For one thing, the writer has created a new category of, well, human being: The Empowered Patient. To our ears, this smacks a little of the collectivist terminology that marked much of the early 20th century in certain parts of the world, and it may be we’re reacting that way because of the emphasis on defining what that new human being looks like.
“The Empowered Patient is an active manager of his or her health. Once, the Empowered Patient connected with their doctor and managed their health online. Now, with a smartphone in hand, they use mobile apps to connect anytime, anywhere. But these activities seem almost traditional compared with what is to come.”
Can we do a headcount on these Empowered Patients, please? Label aside, this stakeholder is not alone in foreseeing a future in which, apparently, the primary daily activity for most of us will be updating our vital signs. But how realistic is that? More importantly, what kind of society will we be if concern for health in a general sense becomes an obsession on a widespread individual level?

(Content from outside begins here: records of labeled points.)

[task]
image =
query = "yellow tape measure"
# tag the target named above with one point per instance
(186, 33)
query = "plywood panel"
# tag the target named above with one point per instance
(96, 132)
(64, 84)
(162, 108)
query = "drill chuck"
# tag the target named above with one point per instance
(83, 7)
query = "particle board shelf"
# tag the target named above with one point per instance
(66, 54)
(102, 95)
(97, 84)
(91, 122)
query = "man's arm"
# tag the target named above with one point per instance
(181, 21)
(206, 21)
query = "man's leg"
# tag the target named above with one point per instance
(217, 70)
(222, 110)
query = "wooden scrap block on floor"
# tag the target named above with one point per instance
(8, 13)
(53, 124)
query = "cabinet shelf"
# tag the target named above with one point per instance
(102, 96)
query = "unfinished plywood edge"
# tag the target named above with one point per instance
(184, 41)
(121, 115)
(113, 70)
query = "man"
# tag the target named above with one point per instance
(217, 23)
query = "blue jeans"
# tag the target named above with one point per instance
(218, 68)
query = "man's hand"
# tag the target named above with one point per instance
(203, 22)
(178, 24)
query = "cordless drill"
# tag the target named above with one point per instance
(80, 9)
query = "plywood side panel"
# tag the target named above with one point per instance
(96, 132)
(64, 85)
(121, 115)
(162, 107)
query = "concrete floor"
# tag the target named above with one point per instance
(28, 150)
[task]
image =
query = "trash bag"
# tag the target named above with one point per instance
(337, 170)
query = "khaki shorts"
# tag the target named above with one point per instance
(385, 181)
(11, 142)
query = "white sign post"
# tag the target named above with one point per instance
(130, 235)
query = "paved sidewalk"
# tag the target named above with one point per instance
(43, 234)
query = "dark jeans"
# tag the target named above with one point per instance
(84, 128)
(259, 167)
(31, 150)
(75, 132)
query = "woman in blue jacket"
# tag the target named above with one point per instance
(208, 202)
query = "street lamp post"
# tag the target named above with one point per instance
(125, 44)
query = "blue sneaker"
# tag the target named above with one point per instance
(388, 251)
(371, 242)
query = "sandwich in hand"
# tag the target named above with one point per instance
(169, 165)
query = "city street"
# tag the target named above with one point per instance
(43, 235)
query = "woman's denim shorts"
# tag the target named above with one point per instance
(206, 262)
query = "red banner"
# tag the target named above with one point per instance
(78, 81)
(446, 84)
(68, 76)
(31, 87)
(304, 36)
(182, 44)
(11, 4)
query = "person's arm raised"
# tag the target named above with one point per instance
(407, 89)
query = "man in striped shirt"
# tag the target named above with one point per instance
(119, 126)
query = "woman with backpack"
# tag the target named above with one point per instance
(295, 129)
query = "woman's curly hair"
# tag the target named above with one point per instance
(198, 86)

“As we look to the future,” he says near the end, “the definition of ‘health’ information becomes much broader. It encompasses our physiological health, the genetics that we inherit, the environment we live in, and the social circles that we interact with. The perfect system needs to capture markers from each of these, correlate them, mine meaningful information and then share that data with the patient in a consumable form.”
Read the piece and then help us with this question: What are the real-world implications of such an expansive definition of “health information?”